Today as I walked into the kitchen I disturbed what I think was a juvenile Robin (UK) resting on the wall just beside the window frame, but he was definitely inside. Once he heard me he jumped to the inside deep windowsill and I approached, he looked at me and opened his beak as if to speak the flew out, sat on a fence and watched until I called the children to see him. He waited till just before they came and then flew out of sight. It may have been a Wren! Time seemed to stand still when he sat there looking at me!
Can anyone enlighten me about a possible meaning please? Thank you
Today as I walked into the kitchen I disturbed what I think was a juvenile Robin (UK) resting on the wall just beside the window frame, but he was definitely inside. Once he heard me he jumped to the inside deep windowsill and I approached, he looked at me and opened his beak as if to speak the flew out, sat on a fence and watched until I called the children to see him. He waited till just before they came and then flew out of sight. It may have been a Wren! Time seemed to stand still when he sat there looking at me!
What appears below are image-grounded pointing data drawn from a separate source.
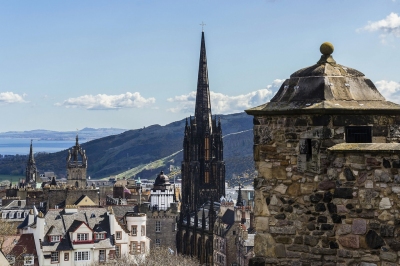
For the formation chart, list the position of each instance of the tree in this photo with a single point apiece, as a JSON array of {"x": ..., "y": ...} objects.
[{"x": 156, "y": 257}]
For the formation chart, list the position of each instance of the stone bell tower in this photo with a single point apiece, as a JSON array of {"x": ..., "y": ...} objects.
[
  {"x": 76, "y": 166},
  {"x": 31, "y": 171},
  {"x": 327, "y": 152}
]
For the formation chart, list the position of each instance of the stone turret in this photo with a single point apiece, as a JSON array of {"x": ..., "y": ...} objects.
[
  {"x": 76, "y": 166},
  {"x": 327, "y": 154},
  {"x": 31, "y": 171}
]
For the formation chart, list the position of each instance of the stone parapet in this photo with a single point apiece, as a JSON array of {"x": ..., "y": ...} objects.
[{"x": 320, "y": 201}]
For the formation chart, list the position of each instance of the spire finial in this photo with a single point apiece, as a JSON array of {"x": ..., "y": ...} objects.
[{"x": 202, "y": 26}]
Can anyone enlighten me about a possible meaning please? Thank you
Why do you think it had a meaning?
Why do you think it had a meaning?
I wrote this quickly, on my phone, just before going out. As a result, I think I was a little abrupt. I apologise for that, and will try to answer a bit more fully.
If this were a shamanic journey, where you had gone to your spirits with a question and they had shown you this bird, then there would be a way forward. We could ask, “what was your question?”, “what does a juvenile robin mean to you?”, “what does a wren mean to you?”, “how does this answer your question?” and so on.
But it isn’t a journey, it is an occurrence in this reality. Therefore we do not know what meaning, if any, it could have. It may have had no meaning for you at all, although it doubtless had some meaning for the bird.
Even if we accept that there is a meaning, no one but yourself can decide what that meaning is.
There are books that have lists of ‘power animal meanings’ in them. (Even then, these are not lists of ‘chance-encounter animal meanings’.) These lists, at best, are derived from a specific culture. At worst (and this goes for most of them) they are made up. There are NO universal symbols in shamanism.
As for what the bird was, a juvenile robin is the same size and shape as an adult robin, but is speckled-brown where the adult robin is red. Juveniles of any bird are less sleek than the adults. Wrens are much smaller (when I was at primary school, we were told the wren is the smallest British bird. I assume the teacher had never heard of those that are smaller, such as the goldcrest) and have a tail that stands straight up. Look at a picture of a wren . (Scroll through the pictures to find the juvenile.)
From its behaviour, I would guess a robin.